This 40 page AR 4.5 book touches on gender norms and breaking cultural expectations, as well as a mother’s love and a child’s determination. The beautifully illustrated pages show Kashmir’s landscapes and culture. The message is for third graders and up with its longer passages and understanding of gender roles, but younger children will enjoy the story just as well. My only concern is the timeline of the story, the mother has a week to make two embroidered rugs and worries when she awakens with a fever on the day the rugs are expected, exclaiming that she hasn’t even started the second rug. How was she going to meet the deadline even if she wasn’t ill?
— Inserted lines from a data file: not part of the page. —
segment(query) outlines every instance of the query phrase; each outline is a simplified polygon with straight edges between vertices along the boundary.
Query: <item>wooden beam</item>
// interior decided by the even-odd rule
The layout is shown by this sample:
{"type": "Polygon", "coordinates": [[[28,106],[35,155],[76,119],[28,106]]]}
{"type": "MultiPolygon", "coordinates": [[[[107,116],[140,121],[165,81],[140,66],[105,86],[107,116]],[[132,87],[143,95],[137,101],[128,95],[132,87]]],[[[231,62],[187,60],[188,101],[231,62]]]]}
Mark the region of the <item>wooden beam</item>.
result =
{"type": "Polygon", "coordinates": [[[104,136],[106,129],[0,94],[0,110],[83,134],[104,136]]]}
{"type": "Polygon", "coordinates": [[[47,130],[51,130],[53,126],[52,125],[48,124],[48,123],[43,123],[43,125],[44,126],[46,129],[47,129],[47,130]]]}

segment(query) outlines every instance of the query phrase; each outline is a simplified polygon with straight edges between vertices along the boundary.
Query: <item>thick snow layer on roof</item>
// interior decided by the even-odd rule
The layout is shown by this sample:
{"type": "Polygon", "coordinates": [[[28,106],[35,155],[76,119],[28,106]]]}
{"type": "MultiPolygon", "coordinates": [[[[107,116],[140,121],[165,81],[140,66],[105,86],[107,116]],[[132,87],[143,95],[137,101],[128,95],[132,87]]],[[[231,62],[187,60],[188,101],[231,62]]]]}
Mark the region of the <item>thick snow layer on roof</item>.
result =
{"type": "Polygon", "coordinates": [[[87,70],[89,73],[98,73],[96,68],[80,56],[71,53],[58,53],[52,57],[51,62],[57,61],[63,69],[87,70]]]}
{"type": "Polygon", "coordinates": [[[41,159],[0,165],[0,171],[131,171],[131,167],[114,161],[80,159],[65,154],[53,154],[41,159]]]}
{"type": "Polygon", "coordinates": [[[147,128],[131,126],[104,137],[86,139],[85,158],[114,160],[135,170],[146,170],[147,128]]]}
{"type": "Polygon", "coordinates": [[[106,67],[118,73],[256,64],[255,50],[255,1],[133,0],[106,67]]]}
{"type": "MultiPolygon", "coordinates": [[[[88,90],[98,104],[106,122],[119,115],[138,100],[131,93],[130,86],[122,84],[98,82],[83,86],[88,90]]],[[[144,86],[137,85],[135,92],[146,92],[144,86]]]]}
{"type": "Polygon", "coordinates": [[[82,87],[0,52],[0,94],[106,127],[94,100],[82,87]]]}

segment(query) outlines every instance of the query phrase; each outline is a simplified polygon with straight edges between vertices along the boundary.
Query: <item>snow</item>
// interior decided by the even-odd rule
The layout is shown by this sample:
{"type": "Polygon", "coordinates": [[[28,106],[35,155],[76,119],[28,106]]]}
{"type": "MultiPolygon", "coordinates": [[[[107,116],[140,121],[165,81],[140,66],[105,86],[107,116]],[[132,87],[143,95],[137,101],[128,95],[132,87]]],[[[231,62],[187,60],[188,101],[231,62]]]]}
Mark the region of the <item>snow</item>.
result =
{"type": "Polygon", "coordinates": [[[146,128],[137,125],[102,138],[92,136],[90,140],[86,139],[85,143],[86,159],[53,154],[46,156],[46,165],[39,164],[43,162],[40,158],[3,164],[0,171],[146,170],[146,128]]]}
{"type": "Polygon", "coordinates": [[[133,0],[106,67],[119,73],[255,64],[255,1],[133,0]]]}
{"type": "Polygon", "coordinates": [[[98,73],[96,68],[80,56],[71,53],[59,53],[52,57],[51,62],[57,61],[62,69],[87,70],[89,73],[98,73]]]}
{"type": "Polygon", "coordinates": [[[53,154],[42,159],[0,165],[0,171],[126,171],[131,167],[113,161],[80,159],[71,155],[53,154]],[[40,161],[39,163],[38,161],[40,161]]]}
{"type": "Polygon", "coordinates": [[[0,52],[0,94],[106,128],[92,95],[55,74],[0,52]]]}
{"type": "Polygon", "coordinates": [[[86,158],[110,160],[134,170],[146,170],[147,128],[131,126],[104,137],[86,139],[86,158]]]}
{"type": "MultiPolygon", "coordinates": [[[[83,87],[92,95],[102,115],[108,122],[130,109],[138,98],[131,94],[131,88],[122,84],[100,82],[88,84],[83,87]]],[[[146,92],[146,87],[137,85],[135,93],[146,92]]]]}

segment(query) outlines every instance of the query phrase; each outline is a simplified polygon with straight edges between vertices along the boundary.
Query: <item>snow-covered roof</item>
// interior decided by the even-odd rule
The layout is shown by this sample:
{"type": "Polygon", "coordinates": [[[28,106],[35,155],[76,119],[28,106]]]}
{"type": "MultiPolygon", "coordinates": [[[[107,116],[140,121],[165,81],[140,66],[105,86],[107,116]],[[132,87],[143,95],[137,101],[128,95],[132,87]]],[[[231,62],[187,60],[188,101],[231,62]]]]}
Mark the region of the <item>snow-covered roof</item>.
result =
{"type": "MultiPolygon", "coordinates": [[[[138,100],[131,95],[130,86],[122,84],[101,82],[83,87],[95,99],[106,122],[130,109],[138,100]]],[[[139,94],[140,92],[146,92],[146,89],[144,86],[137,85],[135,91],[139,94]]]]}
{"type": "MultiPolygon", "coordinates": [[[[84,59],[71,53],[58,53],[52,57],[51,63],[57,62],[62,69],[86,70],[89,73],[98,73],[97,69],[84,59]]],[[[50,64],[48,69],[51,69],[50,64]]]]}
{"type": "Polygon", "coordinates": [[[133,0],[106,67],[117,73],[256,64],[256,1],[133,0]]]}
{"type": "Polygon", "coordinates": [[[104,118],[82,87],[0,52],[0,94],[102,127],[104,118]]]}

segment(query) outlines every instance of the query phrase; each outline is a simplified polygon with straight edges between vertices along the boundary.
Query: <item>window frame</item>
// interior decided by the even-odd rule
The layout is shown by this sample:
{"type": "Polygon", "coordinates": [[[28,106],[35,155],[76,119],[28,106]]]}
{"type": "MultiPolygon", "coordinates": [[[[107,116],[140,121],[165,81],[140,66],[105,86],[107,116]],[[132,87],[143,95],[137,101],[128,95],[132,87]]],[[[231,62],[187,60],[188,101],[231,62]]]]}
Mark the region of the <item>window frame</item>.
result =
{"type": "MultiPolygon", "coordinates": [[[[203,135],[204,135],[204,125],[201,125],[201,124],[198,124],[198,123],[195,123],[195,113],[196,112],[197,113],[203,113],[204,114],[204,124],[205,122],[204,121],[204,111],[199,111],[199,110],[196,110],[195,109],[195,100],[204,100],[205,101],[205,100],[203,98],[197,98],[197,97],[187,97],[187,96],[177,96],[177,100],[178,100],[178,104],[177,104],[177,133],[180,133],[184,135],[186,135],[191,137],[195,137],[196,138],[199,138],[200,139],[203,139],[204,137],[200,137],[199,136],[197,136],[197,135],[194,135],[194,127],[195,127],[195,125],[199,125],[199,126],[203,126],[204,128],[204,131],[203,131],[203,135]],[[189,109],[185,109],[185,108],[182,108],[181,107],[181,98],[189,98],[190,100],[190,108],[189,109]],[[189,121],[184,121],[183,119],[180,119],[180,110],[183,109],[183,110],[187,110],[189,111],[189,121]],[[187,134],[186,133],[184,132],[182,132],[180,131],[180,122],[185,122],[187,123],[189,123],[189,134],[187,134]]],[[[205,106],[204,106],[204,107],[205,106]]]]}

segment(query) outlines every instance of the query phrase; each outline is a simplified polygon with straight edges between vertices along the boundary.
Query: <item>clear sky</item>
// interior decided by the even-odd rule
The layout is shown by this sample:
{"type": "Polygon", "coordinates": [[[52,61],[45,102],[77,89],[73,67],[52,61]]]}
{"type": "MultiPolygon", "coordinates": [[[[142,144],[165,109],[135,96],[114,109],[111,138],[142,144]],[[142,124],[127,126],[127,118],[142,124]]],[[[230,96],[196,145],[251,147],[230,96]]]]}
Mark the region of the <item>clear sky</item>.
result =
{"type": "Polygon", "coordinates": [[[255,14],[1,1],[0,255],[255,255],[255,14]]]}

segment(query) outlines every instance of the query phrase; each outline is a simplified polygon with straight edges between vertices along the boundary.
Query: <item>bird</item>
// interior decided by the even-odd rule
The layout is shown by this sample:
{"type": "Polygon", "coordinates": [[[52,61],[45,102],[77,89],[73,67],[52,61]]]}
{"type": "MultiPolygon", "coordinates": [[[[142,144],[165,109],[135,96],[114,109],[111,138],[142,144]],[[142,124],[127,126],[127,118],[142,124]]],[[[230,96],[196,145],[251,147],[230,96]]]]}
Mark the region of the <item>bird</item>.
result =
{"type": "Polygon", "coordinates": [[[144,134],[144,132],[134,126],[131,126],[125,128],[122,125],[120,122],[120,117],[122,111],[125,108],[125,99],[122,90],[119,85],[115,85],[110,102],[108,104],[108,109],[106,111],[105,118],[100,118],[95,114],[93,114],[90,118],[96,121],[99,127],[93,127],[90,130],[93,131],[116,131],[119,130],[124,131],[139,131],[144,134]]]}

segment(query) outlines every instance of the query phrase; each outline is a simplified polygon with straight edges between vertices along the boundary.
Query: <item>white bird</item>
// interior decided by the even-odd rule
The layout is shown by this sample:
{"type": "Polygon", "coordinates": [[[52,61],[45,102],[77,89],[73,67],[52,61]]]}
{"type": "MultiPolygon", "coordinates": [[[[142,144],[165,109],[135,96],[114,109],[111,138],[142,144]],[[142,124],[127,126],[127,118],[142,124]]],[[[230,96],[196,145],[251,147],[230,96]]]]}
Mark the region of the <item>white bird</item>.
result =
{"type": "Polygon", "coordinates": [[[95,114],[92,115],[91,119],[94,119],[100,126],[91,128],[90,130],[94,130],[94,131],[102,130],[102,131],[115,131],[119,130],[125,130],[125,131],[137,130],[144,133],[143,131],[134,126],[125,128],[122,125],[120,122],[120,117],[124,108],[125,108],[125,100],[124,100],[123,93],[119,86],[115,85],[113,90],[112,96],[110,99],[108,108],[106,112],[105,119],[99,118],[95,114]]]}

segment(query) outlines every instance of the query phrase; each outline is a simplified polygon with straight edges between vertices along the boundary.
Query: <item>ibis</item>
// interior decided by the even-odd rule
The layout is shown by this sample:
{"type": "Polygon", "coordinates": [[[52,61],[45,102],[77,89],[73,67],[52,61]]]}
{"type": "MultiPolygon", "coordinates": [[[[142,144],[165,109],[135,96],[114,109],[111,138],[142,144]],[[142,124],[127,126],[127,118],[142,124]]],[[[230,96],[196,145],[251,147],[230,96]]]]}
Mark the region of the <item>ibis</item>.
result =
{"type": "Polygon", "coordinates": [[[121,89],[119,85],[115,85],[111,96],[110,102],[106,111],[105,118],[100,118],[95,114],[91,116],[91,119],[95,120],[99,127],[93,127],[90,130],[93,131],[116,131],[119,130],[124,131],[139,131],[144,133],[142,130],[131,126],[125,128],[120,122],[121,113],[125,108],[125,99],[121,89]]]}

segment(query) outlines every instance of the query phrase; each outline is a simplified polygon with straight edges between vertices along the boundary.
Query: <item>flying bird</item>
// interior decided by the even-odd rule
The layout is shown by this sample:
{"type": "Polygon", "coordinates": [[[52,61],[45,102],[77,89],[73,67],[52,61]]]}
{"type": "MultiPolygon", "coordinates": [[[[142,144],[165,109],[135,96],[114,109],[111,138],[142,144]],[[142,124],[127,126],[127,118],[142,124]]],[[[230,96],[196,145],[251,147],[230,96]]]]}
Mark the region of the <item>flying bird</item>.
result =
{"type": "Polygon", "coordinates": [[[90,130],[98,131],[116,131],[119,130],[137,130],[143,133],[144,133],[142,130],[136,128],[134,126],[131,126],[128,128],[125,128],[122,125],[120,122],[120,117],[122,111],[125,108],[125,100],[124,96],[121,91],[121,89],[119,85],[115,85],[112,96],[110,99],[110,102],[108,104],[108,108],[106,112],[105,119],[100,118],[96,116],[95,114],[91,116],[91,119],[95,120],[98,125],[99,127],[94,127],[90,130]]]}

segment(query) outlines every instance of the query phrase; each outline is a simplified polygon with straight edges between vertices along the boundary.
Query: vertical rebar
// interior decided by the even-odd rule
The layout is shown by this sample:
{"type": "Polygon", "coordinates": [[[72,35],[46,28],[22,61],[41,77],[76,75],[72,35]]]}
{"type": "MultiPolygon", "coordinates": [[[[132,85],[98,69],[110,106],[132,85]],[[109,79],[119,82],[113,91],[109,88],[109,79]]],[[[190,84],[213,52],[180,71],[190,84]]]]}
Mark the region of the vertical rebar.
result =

Even with the extension, she asks for a few days, not a few hours. That aside, the book is a lovely glimpse into a nomadic culture and people. There is no glossary at the end explaining namaz or Chacha or Bhai, but there is a bit of information about the Bakarwals of Kashmir at the end that provides context and enhances appreciation.
Sadiq wakes up to the sounds of the river Lidder, he prays and drinks his cha and heads to the meadow to milk the sheep and take them out to pasture. His father died two years ago, and now the responsibility of the flock is his. After his chores are done he sits and watches his mother embroider. He sometimes stitches his own patterns on the edges, but his mother does not like him sewing.
When an order from the city comes in for two rugs by the end of the week, Sadiq offers to help. His mother refuses his assistances claiming that the women stitch and the men tend to the sheep in their community. Sadiq dreams of the designs and colors he would like to sew and decides he will do so in secret.
On the day when the rugs are to be picked up, Sadiq’s mother has a fever and cannot stitch. When the man comes, Sadiq’s mother starts to explain that they are not ready, but Sadiq surprises them both with his completed rug. The man likes it, but notes it is not what was ordered. Ammi wants to keep Sadiq’s rug and asks for a few more days to complete the second one, now that she has her son to help her.
Abdul agrees to a few more days, and the next morning Sadiq’s mom has hung Sadiq’s rug for everyone to see, and is proudly crediting her son’s work. She hugs him, just like she did in his dream, and chides him that she still expects him to do all his other chores before he sews.